Summary: Jesus makes a very inclusive invitation to all men to come into this exclusive kingdom. But there is only one way in—through the cross.
The Kingdom of Heaven Includes You!
Pastor Jim Luthy
I hold in my hand a crisp $100 bill. Would you be excited if I said I want one of you to have it? Let me see if you qualify…
Everyone please stand. If you were not born in the state of Oregon, you can have a seat. You do not qualify. Remain standing only if you are a man, if you were raised in a Christian home, married and never divorced, with children, AND you have a college degree or are currently working on a college degree.
For those of you already seated, I want to encourage you to come back next week. I’ll have another $100 to give away. All you have to do is become more like the one(s) still standing. Simple as that—you become more like them, and you might enjoy what they might enjoy. You want my $100? Then look like Scott. Dress like Scott. Be born into Scott’s family. Be educated like Scott.
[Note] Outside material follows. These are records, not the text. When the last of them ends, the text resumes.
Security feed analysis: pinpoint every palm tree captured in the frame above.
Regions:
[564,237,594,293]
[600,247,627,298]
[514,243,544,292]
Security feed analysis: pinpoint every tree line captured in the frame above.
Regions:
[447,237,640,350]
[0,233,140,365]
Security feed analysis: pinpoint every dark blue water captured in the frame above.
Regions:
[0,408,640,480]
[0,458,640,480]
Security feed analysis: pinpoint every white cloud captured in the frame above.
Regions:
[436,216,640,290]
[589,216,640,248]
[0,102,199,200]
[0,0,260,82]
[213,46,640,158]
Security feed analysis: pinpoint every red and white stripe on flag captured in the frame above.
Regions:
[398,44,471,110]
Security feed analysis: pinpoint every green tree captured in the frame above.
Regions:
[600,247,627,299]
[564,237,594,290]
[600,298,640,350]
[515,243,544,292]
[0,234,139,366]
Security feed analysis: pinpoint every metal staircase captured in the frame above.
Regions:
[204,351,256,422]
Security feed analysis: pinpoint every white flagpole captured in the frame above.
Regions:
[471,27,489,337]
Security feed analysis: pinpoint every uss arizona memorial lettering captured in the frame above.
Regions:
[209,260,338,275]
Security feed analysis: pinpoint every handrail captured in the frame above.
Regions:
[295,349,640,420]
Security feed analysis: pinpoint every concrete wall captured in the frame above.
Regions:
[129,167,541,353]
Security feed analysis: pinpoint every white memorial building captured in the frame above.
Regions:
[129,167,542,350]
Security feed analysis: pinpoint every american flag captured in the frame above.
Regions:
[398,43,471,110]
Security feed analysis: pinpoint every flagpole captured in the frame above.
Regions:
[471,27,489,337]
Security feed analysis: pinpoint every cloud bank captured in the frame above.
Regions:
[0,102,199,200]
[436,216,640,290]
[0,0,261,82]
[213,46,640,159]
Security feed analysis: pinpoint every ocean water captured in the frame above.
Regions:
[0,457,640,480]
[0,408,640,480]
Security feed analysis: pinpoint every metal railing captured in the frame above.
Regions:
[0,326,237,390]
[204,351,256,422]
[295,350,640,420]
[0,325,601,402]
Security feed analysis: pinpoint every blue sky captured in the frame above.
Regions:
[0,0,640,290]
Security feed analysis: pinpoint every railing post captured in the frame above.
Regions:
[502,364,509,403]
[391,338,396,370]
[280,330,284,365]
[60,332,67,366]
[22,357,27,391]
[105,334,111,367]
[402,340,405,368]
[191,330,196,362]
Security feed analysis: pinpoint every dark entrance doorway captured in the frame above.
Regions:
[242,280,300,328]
For those of you still standing, let me ask you a series of questions, and if you can answer affirmatively to all of these questions, I will give you this $100. For your sake, I will ask you to remain standing until I have asked all of these questions, because I don’t want you to have to show which question knocked you out. After all the questions have been asked, you may be seated if you cannot answer affirmatively to them all.
Have you memorized all of the books of the Bible?
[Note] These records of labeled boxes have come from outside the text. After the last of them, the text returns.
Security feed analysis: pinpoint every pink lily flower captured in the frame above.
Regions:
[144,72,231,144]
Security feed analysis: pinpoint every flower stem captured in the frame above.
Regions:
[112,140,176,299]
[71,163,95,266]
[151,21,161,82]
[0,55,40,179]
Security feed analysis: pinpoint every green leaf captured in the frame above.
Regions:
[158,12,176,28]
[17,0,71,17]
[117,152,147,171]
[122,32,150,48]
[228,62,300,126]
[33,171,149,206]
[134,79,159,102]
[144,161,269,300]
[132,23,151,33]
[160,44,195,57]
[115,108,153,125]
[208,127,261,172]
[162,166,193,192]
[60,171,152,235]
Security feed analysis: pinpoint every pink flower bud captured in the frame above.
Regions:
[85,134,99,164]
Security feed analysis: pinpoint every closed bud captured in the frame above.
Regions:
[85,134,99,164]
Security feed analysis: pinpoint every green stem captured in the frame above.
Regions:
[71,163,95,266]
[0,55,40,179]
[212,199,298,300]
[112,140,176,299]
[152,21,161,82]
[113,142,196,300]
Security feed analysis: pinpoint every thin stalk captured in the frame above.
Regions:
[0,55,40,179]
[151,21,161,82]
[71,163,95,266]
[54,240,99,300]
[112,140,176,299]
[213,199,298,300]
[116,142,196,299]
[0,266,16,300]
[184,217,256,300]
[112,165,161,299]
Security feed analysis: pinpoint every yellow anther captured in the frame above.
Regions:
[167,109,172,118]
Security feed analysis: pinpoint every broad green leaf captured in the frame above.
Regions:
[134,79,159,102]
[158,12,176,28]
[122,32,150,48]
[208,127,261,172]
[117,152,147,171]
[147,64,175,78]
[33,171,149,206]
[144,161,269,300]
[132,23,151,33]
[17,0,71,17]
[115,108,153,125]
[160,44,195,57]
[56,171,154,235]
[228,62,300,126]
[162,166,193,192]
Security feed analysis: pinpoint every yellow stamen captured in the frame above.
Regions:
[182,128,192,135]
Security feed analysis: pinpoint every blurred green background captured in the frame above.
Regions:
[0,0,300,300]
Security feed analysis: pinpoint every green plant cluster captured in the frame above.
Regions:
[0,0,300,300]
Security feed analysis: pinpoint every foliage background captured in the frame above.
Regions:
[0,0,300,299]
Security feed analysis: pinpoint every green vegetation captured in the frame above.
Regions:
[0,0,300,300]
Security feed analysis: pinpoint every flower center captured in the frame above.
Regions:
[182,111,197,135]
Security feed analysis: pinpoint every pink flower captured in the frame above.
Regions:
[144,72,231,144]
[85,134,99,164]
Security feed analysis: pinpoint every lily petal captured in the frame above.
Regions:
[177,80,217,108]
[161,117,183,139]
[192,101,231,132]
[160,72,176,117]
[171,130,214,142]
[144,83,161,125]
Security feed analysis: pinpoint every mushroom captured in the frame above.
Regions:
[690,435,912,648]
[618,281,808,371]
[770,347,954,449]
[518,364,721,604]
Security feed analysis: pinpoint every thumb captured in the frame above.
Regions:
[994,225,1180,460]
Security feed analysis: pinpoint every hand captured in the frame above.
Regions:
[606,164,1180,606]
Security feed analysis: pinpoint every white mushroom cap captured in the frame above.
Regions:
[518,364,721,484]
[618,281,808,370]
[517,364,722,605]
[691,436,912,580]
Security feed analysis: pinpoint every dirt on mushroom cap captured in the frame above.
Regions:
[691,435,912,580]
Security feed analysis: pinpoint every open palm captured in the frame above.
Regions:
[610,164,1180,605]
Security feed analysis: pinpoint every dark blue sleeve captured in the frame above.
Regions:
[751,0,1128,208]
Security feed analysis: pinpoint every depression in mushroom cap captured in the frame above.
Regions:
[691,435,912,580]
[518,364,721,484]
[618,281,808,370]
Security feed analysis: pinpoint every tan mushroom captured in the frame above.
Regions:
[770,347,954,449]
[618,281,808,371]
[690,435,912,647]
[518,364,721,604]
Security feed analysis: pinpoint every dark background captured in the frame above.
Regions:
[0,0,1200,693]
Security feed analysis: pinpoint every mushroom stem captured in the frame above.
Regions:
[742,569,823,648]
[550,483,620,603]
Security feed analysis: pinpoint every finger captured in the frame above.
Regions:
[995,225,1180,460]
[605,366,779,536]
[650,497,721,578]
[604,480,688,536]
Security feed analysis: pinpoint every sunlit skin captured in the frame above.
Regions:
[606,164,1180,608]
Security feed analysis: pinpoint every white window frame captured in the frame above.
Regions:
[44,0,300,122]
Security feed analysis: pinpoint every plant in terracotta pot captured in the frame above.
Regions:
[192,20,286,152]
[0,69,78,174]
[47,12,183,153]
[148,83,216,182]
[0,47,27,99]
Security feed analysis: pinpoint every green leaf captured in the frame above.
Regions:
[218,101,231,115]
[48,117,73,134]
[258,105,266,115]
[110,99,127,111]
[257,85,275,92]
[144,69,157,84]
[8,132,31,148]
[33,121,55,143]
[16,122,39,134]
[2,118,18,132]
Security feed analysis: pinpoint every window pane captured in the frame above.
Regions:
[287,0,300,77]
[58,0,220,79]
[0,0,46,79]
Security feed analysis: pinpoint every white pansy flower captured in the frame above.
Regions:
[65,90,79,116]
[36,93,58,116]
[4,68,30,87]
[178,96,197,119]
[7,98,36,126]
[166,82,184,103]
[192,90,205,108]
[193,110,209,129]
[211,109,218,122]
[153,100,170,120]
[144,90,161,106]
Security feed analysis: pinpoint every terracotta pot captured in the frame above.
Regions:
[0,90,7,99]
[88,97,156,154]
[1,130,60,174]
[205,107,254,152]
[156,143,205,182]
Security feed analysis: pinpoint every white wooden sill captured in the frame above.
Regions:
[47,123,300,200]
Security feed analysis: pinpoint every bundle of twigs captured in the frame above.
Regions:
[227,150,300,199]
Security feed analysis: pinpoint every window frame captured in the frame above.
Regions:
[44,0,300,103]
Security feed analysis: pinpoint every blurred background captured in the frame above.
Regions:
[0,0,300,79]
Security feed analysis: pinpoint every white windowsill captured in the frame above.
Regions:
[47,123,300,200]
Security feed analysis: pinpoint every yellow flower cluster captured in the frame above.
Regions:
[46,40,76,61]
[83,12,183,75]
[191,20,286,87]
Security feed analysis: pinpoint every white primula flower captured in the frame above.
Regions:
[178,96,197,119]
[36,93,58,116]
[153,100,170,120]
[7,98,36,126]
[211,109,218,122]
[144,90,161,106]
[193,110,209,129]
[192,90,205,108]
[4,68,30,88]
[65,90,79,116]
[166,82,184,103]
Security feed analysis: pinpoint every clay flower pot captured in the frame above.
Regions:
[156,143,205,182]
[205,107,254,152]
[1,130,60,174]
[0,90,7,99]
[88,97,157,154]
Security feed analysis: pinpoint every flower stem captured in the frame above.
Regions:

Read your Bible every day for the past month?
Given 10% of all your paychecks in the last year?
Taken a Sabbath day of rest every week for the past year?
Never had sex outside of marriage?
Never been drunk or consumed illegal drugs?
Never listened to Rock N’ Roll music?
Never watched an R-rated movie?
And do you drive a mini-van?
If you’re still standing, here’s your $100.
This was the religious order of Jesus’ day. It wasn’t $100 bills, but there were certain privileges and status given to those who were men born in the right place to the right family of the right tribe who had all the religious education and practiced all the religious practices. People who qualified would wear special headgear and robes and other adornments meant to help them be easily recognized as those who were with it.
But what about those who didn’t qualify? How did it make you feel to be so easily disqualified from my $100 prize? For example: Ladies, did it bother you that I had decided that only men could have my prize? What about whatever qualification or qualifications that knocked you out of the running? Did it discourage you? And what if I said that I would be back next week with another $100 to give away to one who qualifies? Would you show? I sincerely doubt you would. Sooner or later you would feel that $100 is not meant for you.
As Jesus arrived on the scene, most people felt like you did only compounded with eternal ramifications. The common people—people like you and me—were, for the most part, left out. Try as they may, they couldn’t find approval from the religious leaders and couldn’t find power in any other god. What would happen to your belief if that were how you felt? Would you be discouraged? Hopeless? Ready to give up? Sooner or later you would think all the promises of God were not meant for you.
Then Jesus comes on the scene and starts preaching about a new kingdom. Not only was he preaching about a new kingdom, he was demonstrating the power of the new kingdom:
Jesus went throughout Galilee, teaching in their synagogues, preaching the good news of the kingdom, and healing every disease and sickness among the people. News about him spread all over Syria, and people brought to him all who were ill with various diseases, those suffering severe pain, the demon-possessed, those having seizures, and the paralyzed, and he healed them. Large crowds from Galilee, the Decapolis, Jerusalem, Judea and the region across the Jordan followed him. – Matthew 4:23-25.
Jesus wasn’t exactly handing out $100 bills. He was handing out hope. He wasn’t just coming to reward those who arrived. He was healing the common folk. He was healing the grubby people. He was proclaiming the availability of his new kingdom to the people on welfare, the folks who drove 1980-something Datsuns, the laborers who worked the land or were hired by the people who had arrived, the down-and-out, the dropouts, the drugged out, and even to those who spent a day or two in the Psych ward. Jesus was touching the people like you and me and they were being healed. “Oh, a new kingdom” you think to yourself. “Wouldn’t that be nice? Maybe I can go live in this new kingdom.”